Four large pediatric hospitals are currently contributing data to the Difficult Airway Database, with approximately 1200 patients accumulated since 2012. In terms of demographic information, their age ranges from birth to 17 years, 58% are male, and most are ASA 3.  The majority of patients weigh 0-10kg, 86% have an abnormal airway exam, and 72% are syndromic, with Pierre Robin sequence being most common.  90% of registry patients had their airways managed in the OR; not unexpectedly, patients managed outside the OR had a higher likelihood of severe complications.

Dr. Fiadjoe found that the first and second attempt at intubation was most likely to be performed by a trainee, with the attending anesthesiologist taking over for the third intubation attempt. No association was found between the number of years experience an attending anesthesiologist had and success or complication rates.  Direct laryngoscopy was the most common technique employed for first and second intubation attempts, while a GlideScope or fiberoptic bronchoscope was used for the majority of third intubation attempts.  However, for some patients, trainees were still performing the fifth intubation attempt.  In addition, up to fourteen direct laryngoscopy attempts were reported for a single patient.  Dr. Fiadjoe questioned the safety of these practices.  Despite the prominence of the LMA in the ASA Difficult Airway Algorithm, 14% of registry patients were found to have inadequate ventilation (tidal volume <5mL/kg) despite placement of a supraglottic airway device.

After polling the audience, Dr. Fiadjoe revealed that a surprising 40% of database patients were paralyzed for airway management, with only 30% of patients maintained on spontaneous ventilation.  There was no difference in complication rates for patients maintained on controlled ventilation compared to those breathing spontaneously.  Three patients were impossible to ventilate, and these patient had either cervical spine abnormalities or micrognathia.

The data suggest that the most vulnerable group of difficult airway patients is those weighing less than 10kg.  These patients were three times more likely to have severe complications and accounted for eight of the fifteen patients that suffered from cardiac arrest.  Furthermore, patients <10kg were four times more likely to become hypoxemic during airway management and were less likely to be successfully intubated (29% vs. 40% of patients >10kg).  While there was no difference in first pass success for GlideScope, freehand fiberoptic, and fiberoptic intubation through a supraglottic airway device for patients >10kg, fiberoptic intubation through a supraglottic airway device was more likely to be successful on the first attempt in patients <10kg (45% vs. 38%).  Difficult Airway Database complication rates are likely to be an underestimate given the nature of self-reported, unobserved data.

Dr.
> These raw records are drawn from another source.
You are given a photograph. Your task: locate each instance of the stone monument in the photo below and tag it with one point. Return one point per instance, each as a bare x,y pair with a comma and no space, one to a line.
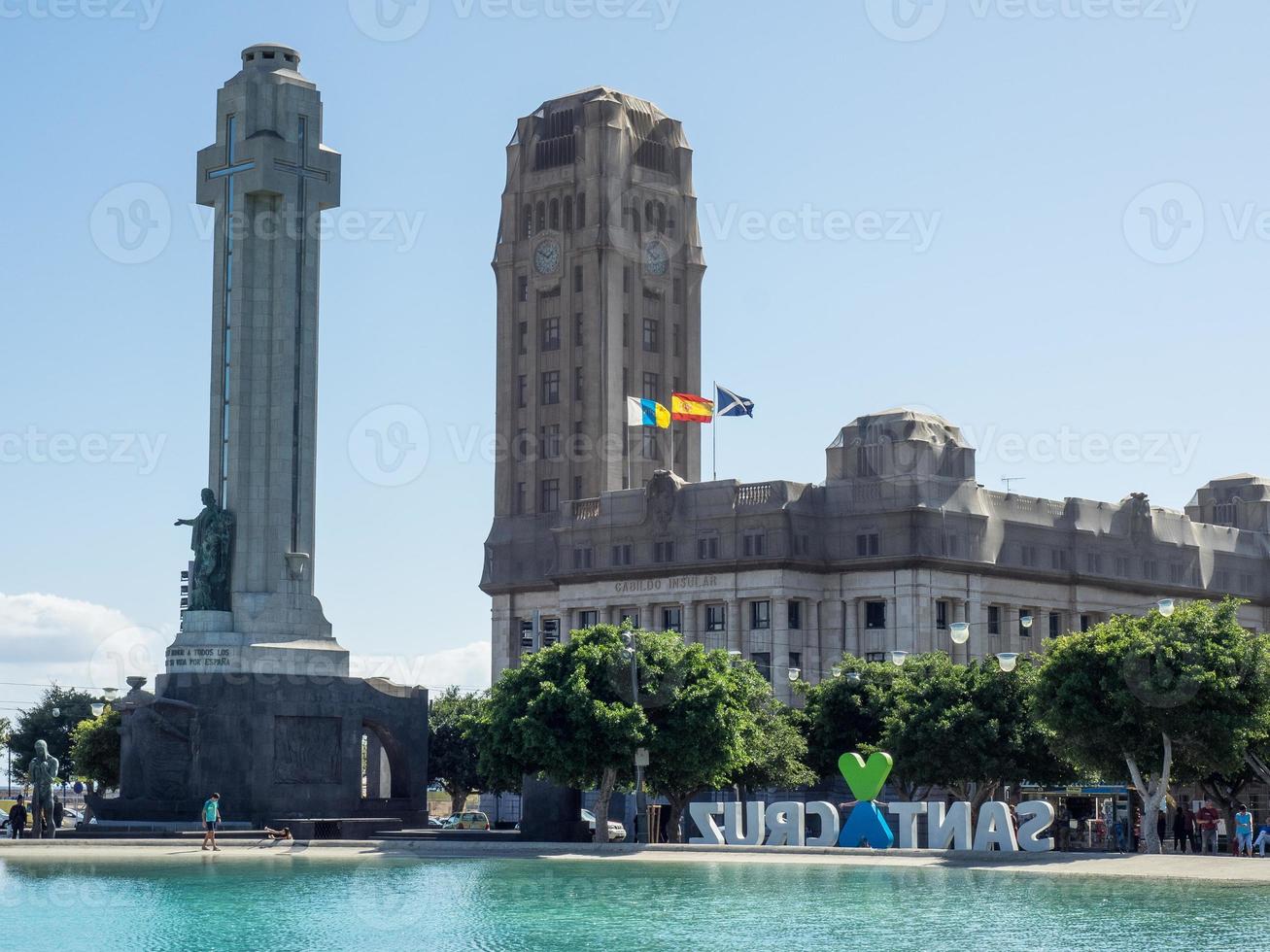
268,177
42,773
256,700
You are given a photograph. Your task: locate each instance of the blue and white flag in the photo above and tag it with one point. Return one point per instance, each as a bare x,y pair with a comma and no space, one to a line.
732,405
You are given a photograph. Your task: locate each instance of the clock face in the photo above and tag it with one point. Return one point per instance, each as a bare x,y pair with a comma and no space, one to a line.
546,257
656,259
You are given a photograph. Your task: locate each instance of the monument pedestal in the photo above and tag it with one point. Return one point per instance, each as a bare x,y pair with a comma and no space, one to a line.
209,644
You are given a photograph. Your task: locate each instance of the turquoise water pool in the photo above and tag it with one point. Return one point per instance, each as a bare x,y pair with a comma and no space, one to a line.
537,904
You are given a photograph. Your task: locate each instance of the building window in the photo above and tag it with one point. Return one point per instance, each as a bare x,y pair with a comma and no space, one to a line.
652,386
550,632
551,334
550,437
875,615
652,335
550,388
550,495
760,616
649,447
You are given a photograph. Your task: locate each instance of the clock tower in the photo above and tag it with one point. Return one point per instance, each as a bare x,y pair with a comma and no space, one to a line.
599,269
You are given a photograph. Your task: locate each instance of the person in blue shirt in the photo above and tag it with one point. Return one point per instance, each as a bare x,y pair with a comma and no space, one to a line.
1262,838
211,816
1244,832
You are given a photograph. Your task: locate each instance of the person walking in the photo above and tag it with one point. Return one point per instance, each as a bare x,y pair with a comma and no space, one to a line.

Fiadjoe concluded his presentation by showing the audience a video of a fire rescue squad expertly performing a training exercise and compared our difficult airway patients where laryngoscopy fails to people trapped in burning buildings.  He emphasized the need for us to practice advanced airway management techniques in those with normal airway anatomy.  Future quality improvement efforts resulting from Difficult Airway Database include the use of high flow nasal cannula to provide oxygenation during intubation attempts and the creation of a web-based video library of difficult airway techniques for “just in time” review.